Some of the ecosystem’s top cryptoartists have collaborated on a first-of-its-kind project that, among other things, shows how Ethereum can be a wellspring for innovation in the arts and not simply a one-trick, finance pony.
That effort, Async Art, launched on February 25th, its inaugural gallery of six pieces created in collaboration between two smart contract developers and the project’s first 13 participating artists.
Unlike your typical NFT art, these six pieces have notably been designed to evolve over time, a dynamic that points to novel avenues of creativity and engagement among cryptoartists and their audiences. To that end, the project’s new landing page explains:
“The latest advancement in the art space has been the ability to tokenize and sell art online using Ethereum. Although this has been an amazing first step, it still mimics how the physical world operates. What if art could evolve over time, react to it’s owners, or pull data from the outside world? It’s time to find out what’s possible when modern art takes full advantage of the digital medium.”
How It Works
Async Art uses a system of tokenized “Masters” and “Layers.”
The Masters are one of the six 1-of-1 NFT pieces mentioned above, or any that come later: they can be bid on and purchased as one would a normal NFT piece, but they evolve based on their constituent layers, which are also NFT tokens that can be traded and owned.
Tonight, art became programmable.🧠👁️
Meaning artists now have a way to interact with you, to tell you different stories,
stories you might choose.
This is my first asynchronous artwork.
Meet Cunégonde, forever yours.😍https://t.co/tsBF5dvJ0e#NFT @AsyncArt #art #cryptoart pic.twitter.com/3yFdnaWHx1
— ᗩᒪᎧTTᗩ ᗰᎧᑎEY ❂ (@money_alotta) February 25, 2020
Alas, the owners of Layers can use their tokens’ specially programmed traits to modify the appearance of their associated Master pieces.
Async Art’s current flagship piece, “First Supper,” has 22 layers contributed by the following cryptoartists: Shortcut, Josie, blackboxdotart, mlibty, VansDesign, Alotta Money, TwistedVacancy, Hackatao, Rutger van der Tas, Coldie, XCOPY, Matt Kane, and Connie Digital. At press time, the Master piece had a bid on it for 10 ETH, or roughly $2,500 USD, while several of its layers had already been used to modify its visage.
Learn more here: https://t.co/XXM922Aheg@XCOPYART @money_alotta @josiebellini @mlibty @MattKaneArtist @Coldie @unityofmulti @blackboxdotart @VansDesign_ @rutgervandertas @twistedvacancy @Hackatao pic.twitter.com/JO0hTUN5Xo
— danky.art (@ConnieDigital) February 25, 2020
For example, owners of Coldie’s “Decentral Eyes” can use the NFT layer to cycle through the appearances of various high-profile cryptoeconomy figures in “First Supper,” like Andreas Antonopoulos, John McAfee, and Vitalik Buterin.
Artists Set the Parameters
Layers on Async Art can have modifiable traits that affect things like rotation, opacity, and beyond. It’s ultimately up to the artists to decide the scopes of the traits they want collectors to be able to manipulate, the project’s builders have explained:
“You decide the parameters of your art. It can change as little or as much as you want. Your art could change based on the contents of an owners wallet, or maybe reference live weather data. Art has become programmable, and it’s limited only by your imagination.”

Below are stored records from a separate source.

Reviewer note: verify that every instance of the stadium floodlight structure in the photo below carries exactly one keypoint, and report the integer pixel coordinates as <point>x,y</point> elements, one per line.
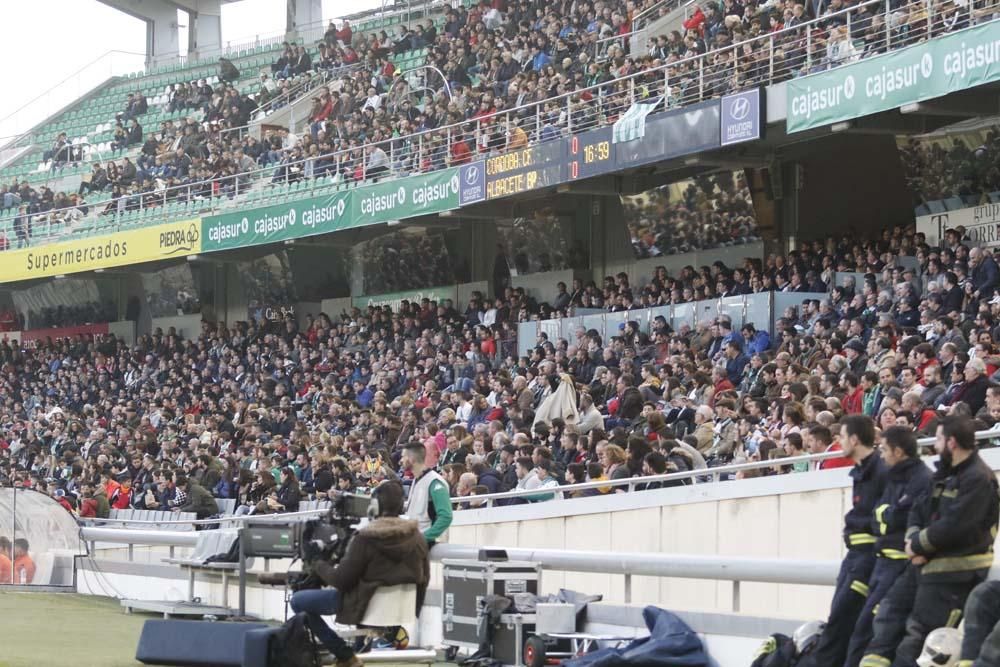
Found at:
<point>204,25</point>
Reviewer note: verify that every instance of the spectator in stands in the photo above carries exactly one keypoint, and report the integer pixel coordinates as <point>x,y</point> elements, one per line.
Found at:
<point>195,498</point>
<point>24,566</point>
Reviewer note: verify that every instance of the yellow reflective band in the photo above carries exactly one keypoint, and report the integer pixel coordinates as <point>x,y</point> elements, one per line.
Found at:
<point>879,513</point>
<point>958,564</point>
<point>925,542</point>
<point>894,554</point>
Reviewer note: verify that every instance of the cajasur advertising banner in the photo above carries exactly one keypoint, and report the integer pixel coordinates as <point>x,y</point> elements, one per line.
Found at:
<point>150,244</point>
<point>281,222</point>
<point>406,198</point>
<point>943,65</point>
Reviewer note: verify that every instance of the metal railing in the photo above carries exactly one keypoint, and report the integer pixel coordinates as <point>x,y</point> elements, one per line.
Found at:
<point>703,476</point>
<point>779,56</point>
<point>626,564</point>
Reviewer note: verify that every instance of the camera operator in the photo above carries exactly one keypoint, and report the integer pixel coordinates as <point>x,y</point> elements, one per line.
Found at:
<point>388,551</point>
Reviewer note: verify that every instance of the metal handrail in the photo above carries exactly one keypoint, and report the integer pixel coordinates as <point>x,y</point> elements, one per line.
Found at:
<point>243,518</point>
<point>624,86</point>
<point>696,476</point>
<point>631,482</point>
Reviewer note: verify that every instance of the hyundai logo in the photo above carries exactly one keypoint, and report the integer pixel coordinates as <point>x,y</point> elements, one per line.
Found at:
<point>472,175</point>
<point>740,108</point>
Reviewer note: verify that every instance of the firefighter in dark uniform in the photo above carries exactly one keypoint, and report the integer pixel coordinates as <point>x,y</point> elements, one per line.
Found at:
<point>857,439</point>
<point>908,483</point>
<point>950,544</point>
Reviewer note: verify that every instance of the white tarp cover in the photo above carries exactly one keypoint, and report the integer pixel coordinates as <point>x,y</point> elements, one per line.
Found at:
<point>47,526</point>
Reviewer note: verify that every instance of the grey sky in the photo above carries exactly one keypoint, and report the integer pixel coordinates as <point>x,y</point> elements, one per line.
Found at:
<point>56,39</point>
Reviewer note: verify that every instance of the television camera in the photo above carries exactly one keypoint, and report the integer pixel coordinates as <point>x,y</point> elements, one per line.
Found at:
<point>324,538</point>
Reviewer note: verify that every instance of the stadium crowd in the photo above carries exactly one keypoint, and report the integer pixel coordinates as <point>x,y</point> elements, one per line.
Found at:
<point>495,56</point>
<point>269,417</point>
<point>333,402</point>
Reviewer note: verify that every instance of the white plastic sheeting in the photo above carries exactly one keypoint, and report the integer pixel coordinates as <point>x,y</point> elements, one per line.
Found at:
<point>51,531</point>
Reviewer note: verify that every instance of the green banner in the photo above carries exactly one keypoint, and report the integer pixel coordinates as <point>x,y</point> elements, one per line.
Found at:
<point>406,197</point>
<point>392,300</point>
<point>958,61</point>
<point>270,224</point>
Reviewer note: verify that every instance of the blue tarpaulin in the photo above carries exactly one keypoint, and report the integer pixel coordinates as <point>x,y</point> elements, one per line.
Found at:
<point>670,642</point>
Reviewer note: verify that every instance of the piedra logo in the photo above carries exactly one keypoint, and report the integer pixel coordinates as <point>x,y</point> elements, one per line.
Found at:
<point>174,241</point>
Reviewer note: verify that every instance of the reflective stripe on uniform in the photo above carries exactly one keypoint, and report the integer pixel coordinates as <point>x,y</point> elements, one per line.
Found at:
<point>879,513</point>
<point>958,563</point>
<point>925,542</point>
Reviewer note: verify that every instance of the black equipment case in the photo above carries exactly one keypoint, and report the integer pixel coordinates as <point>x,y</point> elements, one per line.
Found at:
<point>466,583</point>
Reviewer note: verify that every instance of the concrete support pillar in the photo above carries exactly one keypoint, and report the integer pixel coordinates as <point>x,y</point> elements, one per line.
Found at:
<point>305,20</point>
<point>205,29</point>
<point>162,35</point>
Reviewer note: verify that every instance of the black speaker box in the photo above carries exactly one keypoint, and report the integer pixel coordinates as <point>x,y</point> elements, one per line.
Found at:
<point>191,643</point>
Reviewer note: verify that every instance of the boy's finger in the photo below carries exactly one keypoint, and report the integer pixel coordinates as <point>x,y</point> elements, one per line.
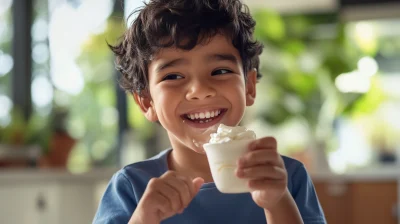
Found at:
<point>266,184</point>
<point>183,190</point>
<point>198,181</point>
<point>173,196</point>
<point>188,182</point>
<point>162,203</point>
<point>260,157</point>
<point>263,143</point>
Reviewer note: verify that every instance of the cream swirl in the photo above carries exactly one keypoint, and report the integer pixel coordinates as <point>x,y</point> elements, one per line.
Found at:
<point>227,134</point>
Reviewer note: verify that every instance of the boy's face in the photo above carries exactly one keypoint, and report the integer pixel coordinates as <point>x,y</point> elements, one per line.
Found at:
<point>191,91</point>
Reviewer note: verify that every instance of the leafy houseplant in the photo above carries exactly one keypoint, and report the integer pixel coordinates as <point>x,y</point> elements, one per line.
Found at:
<point>301,63</point>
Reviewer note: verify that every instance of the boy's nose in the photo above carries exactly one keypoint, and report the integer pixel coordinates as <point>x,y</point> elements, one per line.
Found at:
<point>200,90</point>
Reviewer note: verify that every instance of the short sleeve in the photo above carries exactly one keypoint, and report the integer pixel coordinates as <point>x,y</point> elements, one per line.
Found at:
<point>305,196</point>
<point>118,202</point>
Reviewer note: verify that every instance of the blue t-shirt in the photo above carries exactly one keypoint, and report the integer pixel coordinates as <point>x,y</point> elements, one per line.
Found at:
<point>209,206</point>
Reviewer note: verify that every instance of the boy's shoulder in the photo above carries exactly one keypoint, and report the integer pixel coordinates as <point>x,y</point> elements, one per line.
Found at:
<point>152,167</point>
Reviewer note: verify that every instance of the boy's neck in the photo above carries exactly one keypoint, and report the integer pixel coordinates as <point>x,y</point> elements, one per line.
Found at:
<point>187,162</point>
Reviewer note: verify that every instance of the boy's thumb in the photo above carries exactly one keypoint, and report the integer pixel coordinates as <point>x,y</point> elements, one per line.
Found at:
<point>198,181</point>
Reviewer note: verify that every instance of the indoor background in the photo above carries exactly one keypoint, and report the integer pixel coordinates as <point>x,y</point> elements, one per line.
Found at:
<point>330,94</point>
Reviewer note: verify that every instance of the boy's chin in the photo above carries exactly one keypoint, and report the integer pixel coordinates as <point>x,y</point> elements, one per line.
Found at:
<point>197,147</point>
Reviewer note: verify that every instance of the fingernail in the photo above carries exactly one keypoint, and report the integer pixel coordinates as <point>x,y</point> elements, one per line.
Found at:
<point>239,162</point>
<point>239,172</point>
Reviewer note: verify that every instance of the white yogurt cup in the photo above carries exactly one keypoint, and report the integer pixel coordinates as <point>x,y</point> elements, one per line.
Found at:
<point>222,158</point>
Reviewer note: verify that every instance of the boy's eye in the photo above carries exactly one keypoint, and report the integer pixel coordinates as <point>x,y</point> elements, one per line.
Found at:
<point>172,77</point>
<point>221,72</point>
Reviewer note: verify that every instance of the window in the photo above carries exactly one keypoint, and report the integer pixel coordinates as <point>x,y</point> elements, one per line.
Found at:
<point>6,61</point>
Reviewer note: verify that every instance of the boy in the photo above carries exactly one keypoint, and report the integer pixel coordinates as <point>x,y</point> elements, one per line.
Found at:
<point>191,64</point>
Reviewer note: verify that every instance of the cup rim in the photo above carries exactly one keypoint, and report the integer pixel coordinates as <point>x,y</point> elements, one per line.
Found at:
<point>230,142</point>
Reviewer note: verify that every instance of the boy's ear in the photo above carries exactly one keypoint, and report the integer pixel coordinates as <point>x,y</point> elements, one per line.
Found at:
<point>251,87</point>
<point>146,106</point>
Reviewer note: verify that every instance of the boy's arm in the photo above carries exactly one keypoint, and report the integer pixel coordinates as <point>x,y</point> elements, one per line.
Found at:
<point>285,211</point>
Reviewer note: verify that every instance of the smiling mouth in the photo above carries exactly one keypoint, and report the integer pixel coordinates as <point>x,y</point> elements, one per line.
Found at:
<point>204,117</point>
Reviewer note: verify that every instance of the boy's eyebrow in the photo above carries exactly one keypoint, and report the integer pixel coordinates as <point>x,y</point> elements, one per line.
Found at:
<point>223,57</point>
<point>213,57</point>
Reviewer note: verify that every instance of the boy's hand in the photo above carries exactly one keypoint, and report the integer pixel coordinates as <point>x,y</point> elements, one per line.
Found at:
<point>165,196</point>
<point>264,168</point>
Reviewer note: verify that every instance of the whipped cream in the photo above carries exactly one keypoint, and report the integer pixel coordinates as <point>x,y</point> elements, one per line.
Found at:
<point>227,134</point>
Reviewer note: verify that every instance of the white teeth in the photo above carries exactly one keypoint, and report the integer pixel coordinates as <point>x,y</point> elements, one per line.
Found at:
<point>202,115</point>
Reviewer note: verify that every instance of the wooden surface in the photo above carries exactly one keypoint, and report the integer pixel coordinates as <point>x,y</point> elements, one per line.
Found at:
<point>358,202</point>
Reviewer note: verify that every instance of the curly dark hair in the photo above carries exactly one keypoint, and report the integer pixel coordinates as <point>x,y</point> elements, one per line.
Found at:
<point>182,24</point>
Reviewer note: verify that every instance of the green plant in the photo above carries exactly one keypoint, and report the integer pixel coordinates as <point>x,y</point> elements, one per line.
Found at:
<point>300,70</point>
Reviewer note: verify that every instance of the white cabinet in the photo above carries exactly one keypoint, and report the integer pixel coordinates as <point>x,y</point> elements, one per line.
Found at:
<point>50,197</point>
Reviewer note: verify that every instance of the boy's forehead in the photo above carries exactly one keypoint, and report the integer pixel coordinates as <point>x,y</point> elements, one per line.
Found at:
<point>219,44</point>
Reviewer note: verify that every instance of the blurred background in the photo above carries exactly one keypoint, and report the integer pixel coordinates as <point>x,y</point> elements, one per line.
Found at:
<point>330,95</point>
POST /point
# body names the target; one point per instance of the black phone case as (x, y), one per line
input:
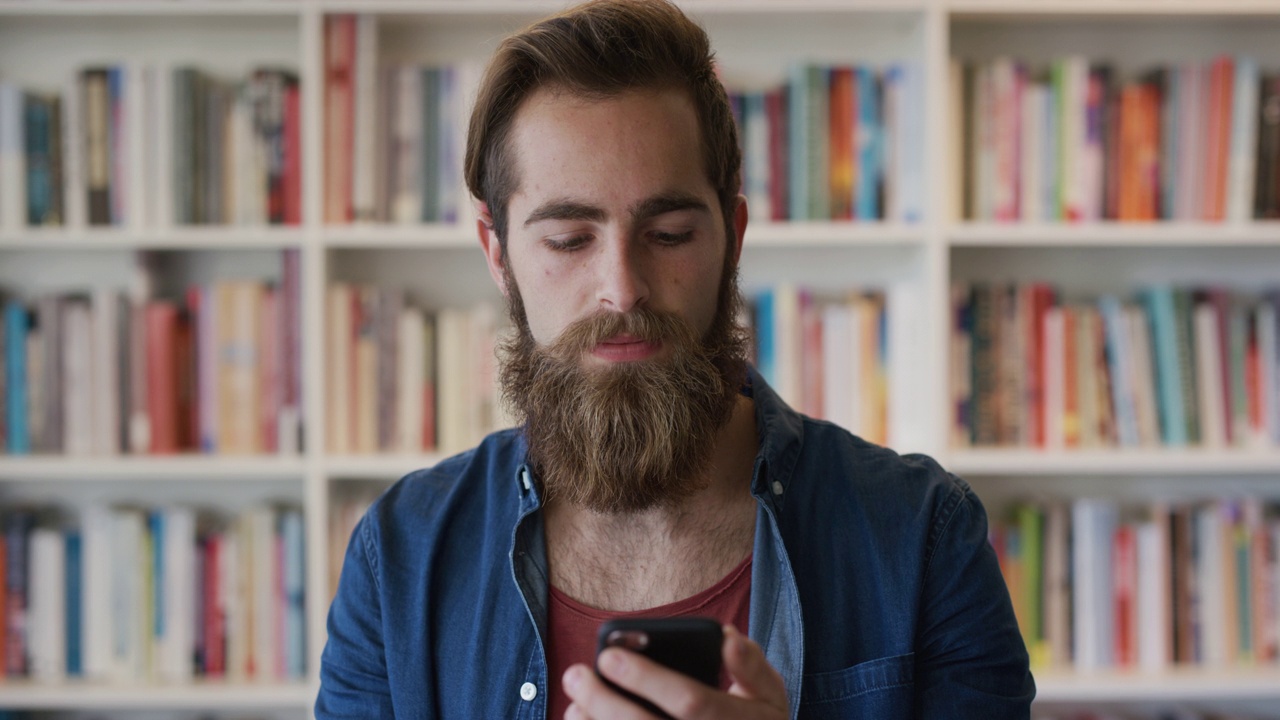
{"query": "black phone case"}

A New Era of Living Digital Art?
Digital art is on the rise, as Ethereum is on the rise. Together, the possibilities are wide open.
Indeed, the crossroads between the two points to a future where art can become increasingly participatory and variable, as collectors themselves can now become a central and constant part of an NFT’s creative process.
This aleatory dynamic and its related breakdown of the distinction between artist and audience is right at home in postmodern art. In other words, this is a timely step forward for artworld innovation.
In this sense, Async Art may be a first-of-a-kind project, but it most certainly won’t be the last where fluctuating programmable art is concerned. Other similarly innovative projects will follow in its stead in the years ahead, pushing out the sector’s possibilities that much further. What comes next then may be a new era of active art wherein pieces are never finished, only continued on.